Limitations & Future Work¶
- The two-stage inference (SLM prefix generation + LLM output generation) introduces marginal latency overhead.
- Generated control prefixes consume a small portion of the LLM's context window.
- The SLM is fixed to Qwen3-0.6B in the main experiments; although other SLMs are shown to be effective, optimal SLM selection remains underexplored.
- Robustness under adversarial attacks, while superior to baselines, is not yet perfect.
Related Work & Insights¶
- vs. LLMU/NPO: These methods require modifying LLM parameters and are inapplicable to closed-source models; CAP requires no parameter modification.
- vs. ICUL: ICUL drives unlearning via in-context learning but lacks negative samples and adapts poorly to adversarial distributions; CAP achieves stronger generalization through RL-optimized prompts.

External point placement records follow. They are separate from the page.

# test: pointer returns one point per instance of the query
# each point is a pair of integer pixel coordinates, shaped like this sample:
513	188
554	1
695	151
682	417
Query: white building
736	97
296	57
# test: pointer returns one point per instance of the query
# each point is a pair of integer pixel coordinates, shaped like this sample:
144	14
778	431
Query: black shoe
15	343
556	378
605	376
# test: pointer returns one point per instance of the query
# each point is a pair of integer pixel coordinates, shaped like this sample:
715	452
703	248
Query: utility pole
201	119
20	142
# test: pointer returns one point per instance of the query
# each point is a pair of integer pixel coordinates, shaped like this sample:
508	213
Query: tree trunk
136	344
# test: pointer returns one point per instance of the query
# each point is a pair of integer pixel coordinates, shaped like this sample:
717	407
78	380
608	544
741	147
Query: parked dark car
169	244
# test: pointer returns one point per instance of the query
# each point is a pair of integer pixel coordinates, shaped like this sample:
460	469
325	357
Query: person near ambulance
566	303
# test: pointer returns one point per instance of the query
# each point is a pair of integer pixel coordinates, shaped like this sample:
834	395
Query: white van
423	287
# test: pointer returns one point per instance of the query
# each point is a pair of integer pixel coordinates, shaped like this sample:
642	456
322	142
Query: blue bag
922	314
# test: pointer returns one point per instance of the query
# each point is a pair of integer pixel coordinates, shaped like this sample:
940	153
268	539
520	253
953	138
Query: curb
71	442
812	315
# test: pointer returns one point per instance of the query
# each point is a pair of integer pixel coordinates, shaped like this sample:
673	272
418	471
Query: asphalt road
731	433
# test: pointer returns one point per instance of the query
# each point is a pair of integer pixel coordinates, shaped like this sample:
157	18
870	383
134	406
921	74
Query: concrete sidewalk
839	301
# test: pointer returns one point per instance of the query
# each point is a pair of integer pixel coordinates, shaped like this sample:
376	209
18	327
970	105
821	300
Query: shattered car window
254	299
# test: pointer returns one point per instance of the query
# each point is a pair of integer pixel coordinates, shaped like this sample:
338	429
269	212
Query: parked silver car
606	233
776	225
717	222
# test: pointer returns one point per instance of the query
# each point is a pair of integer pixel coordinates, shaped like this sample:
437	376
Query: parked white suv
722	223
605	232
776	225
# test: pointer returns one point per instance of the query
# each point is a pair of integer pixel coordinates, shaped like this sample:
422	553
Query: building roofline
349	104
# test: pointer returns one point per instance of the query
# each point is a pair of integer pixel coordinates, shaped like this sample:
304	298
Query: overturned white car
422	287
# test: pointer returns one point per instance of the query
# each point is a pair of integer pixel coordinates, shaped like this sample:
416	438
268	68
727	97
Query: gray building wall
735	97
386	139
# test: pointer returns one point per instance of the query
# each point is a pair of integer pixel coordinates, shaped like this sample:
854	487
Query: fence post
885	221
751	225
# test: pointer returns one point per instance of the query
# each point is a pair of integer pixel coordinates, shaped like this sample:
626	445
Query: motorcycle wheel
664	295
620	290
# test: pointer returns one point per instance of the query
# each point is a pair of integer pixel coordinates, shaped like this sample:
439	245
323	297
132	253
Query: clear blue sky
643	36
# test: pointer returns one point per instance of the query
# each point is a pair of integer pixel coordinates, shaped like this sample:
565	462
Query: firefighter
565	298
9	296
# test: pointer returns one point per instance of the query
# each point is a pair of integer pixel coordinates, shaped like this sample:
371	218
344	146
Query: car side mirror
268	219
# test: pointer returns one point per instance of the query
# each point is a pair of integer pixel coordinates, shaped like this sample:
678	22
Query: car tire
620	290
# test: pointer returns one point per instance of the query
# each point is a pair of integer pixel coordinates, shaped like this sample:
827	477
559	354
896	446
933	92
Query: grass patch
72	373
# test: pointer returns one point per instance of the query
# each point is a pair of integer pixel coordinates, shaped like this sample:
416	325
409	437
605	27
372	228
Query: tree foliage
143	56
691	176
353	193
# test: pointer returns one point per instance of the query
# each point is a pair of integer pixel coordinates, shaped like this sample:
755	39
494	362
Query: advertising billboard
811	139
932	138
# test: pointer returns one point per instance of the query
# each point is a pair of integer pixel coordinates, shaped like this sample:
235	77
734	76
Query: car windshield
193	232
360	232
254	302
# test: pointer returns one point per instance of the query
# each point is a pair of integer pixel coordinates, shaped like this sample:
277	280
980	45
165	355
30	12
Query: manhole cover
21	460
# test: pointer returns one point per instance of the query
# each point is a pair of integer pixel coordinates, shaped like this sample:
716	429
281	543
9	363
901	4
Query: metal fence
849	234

- vs. SPUL: SPUL employs soft prompt tuning but still requires gradient backpropagation; CAP uses discrete prompts and requires no access to LLM gradients.
- vs. Pawelczyk et al.: Their classifier-based non-invasive approach depends on classifier accuracy; CAP's end-to-end optimization is more reliable.
Rating¶
- Novelty: ⭐⭐⭐⭐⭐ End-to-end prompt-driven unlearning paradigm with elegant VIB + Beam PPO design.

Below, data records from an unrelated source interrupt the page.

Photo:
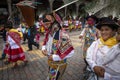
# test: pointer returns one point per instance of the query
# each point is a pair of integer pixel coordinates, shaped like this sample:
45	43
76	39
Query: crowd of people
101	45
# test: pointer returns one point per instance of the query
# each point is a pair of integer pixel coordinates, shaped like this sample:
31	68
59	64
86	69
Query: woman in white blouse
98	50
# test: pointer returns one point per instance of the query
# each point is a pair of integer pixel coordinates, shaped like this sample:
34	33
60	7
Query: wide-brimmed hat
93	17
107	21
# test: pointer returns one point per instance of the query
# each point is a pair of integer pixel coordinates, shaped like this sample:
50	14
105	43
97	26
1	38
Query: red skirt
15	54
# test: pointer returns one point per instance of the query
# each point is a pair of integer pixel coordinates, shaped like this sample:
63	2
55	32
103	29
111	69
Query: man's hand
99	71
44	52
80	37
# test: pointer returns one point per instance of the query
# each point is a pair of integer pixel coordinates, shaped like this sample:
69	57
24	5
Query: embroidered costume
13	49
59	46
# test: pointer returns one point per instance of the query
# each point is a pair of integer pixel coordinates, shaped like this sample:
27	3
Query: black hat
107	21
93	17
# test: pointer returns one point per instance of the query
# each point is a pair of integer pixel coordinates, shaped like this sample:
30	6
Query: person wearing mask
99	49
57	47
13	46
31	35
89	34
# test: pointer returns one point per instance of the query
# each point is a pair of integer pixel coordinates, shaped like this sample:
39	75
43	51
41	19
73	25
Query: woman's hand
44	52
80	37
99	71
50	58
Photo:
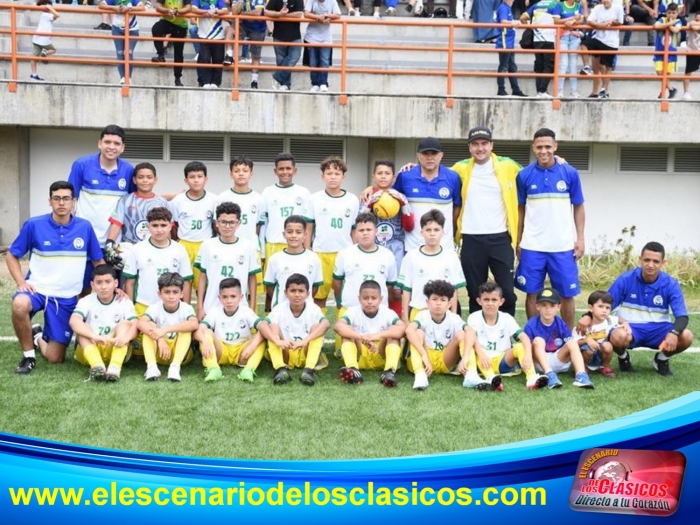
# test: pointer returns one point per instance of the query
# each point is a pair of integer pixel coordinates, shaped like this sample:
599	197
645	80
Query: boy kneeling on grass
553	347
167	327
435	336
296	334
371	331
491	332
104	326
226	334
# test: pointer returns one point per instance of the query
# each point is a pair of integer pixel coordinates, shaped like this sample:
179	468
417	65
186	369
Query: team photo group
227	281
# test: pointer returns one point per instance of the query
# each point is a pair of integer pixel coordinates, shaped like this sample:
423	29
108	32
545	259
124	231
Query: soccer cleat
282	376
308	377
536	381
97	373
152	373
583	381
472	380
625	363
607	372
351	375
388	378
420	382
553	379
212	374
247	375
662	367
26	365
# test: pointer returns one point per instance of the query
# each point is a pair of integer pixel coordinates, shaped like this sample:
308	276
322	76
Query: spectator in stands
323	11
119	29
174	24
285	32
543	12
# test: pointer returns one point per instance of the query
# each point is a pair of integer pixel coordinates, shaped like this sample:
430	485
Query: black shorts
594	44
692	64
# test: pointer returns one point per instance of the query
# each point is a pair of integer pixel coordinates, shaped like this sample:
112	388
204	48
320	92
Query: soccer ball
387	207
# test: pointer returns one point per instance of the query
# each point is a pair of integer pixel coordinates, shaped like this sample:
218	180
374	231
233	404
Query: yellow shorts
436	361
105	353
327	264
192	247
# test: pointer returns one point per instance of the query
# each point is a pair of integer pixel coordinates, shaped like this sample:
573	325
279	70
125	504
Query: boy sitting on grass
553	347
371	331
226	334
496	354
435	336
167	327
104	326
296	337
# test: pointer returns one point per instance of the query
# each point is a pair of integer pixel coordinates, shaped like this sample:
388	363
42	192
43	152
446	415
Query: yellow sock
118	356
313	352
254	360
393	353
211	361
349	352
93	356
276	356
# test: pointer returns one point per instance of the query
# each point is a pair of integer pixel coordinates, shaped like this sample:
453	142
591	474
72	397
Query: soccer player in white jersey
491	333
296	337
435	336
226	256
226	334
331	217
193	213
104	325
429	262
293	259
371	332
167	328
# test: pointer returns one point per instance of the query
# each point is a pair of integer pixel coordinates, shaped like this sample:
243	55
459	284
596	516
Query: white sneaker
174	373
421	381
152	373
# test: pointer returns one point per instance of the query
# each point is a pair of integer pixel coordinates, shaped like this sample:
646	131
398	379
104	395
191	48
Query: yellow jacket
506	170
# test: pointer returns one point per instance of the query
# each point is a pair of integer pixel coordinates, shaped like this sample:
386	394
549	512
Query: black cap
429	144
480	132
548	295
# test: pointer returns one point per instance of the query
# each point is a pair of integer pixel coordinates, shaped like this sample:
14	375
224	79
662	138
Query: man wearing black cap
487	225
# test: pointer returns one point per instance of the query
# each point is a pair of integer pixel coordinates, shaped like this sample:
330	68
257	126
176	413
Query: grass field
329	421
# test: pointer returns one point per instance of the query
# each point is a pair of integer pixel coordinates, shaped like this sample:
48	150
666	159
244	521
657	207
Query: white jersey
354	266
104	317
418	268
159	315
333	218
600	332
358	320
295	328
439	335
194	217
146	262
251	213
280	202
496	338
283	264
234	329
220	260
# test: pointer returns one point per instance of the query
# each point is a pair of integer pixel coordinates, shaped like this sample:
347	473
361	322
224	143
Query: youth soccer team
391	307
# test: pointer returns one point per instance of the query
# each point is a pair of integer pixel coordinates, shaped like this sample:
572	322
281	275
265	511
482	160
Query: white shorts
554	363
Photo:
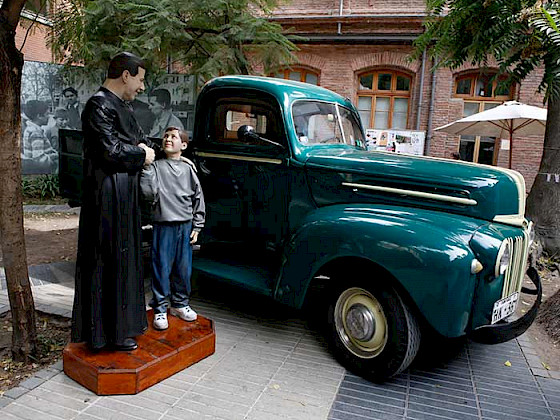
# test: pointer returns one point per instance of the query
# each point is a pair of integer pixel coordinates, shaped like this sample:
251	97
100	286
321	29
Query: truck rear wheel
373	332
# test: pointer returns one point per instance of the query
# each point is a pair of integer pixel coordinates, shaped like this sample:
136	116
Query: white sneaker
186	313
160	321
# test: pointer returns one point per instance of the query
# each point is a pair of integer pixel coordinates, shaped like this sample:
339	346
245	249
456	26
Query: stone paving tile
187	408
24	412
488	391
61	399
210	402
285	404
47	406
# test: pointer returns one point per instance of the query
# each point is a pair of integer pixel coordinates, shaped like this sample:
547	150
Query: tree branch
11	9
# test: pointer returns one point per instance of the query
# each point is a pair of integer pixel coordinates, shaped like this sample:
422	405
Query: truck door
245	181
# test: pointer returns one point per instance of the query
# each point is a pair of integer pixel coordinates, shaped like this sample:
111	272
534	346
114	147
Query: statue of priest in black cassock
109	307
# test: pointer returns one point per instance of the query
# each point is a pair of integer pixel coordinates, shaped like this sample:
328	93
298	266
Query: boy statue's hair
182	133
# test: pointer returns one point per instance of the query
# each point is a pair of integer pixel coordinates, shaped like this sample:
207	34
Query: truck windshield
326	123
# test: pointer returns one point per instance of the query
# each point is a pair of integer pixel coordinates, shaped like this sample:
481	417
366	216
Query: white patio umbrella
501	122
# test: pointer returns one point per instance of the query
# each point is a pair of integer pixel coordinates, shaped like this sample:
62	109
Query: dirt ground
50	237
53	237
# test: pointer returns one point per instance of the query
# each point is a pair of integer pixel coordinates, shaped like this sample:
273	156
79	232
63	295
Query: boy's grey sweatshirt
174	191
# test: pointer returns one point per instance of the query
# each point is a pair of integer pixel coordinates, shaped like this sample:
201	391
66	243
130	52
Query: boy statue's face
172	144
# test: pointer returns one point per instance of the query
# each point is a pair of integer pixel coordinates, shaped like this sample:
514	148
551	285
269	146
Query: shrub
40	187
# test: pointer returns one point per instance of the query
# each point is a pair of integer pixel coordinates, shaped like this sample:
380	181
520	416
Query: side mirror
246	133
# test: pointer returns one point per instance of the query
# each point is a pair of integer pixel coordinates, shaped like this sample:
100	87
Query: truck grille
517	265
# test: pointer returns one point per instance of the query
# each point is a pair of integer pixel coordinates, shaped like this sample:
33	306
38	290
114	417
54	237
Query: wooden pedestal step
159	355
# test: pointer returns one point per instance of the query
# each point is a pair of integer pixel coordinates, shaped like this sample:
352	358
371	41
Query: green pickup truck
387	246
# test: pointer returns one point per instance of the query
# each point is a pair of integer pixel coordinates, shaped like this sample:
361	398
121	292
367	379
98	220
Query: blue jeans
172	265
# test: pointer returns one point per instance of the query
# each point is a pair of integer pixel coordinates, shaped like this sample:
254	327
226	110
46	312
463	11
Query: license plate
504	307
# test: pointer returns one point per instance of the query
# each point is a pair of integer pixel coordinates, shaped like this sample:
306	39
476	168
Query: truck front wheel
372	331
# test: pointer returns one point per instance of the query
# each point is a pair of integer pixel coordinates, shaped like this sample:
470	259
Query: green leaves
208	38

- Experimental Thoroughness: ⭐⭐⭐⭐⭐ Covers 7 LLMs (including closed-source), multiple datasets, comprehensive ablations, and sensitivity analyses.
- Writing Quality: ⭐⭐⭐⭐ Clear methodological exposition with complete theoretical derivations.
- Value: ⭐⭐⭐⭐⭐ Significant practical value for the knowledge unlearning problem in closed-source LLMs.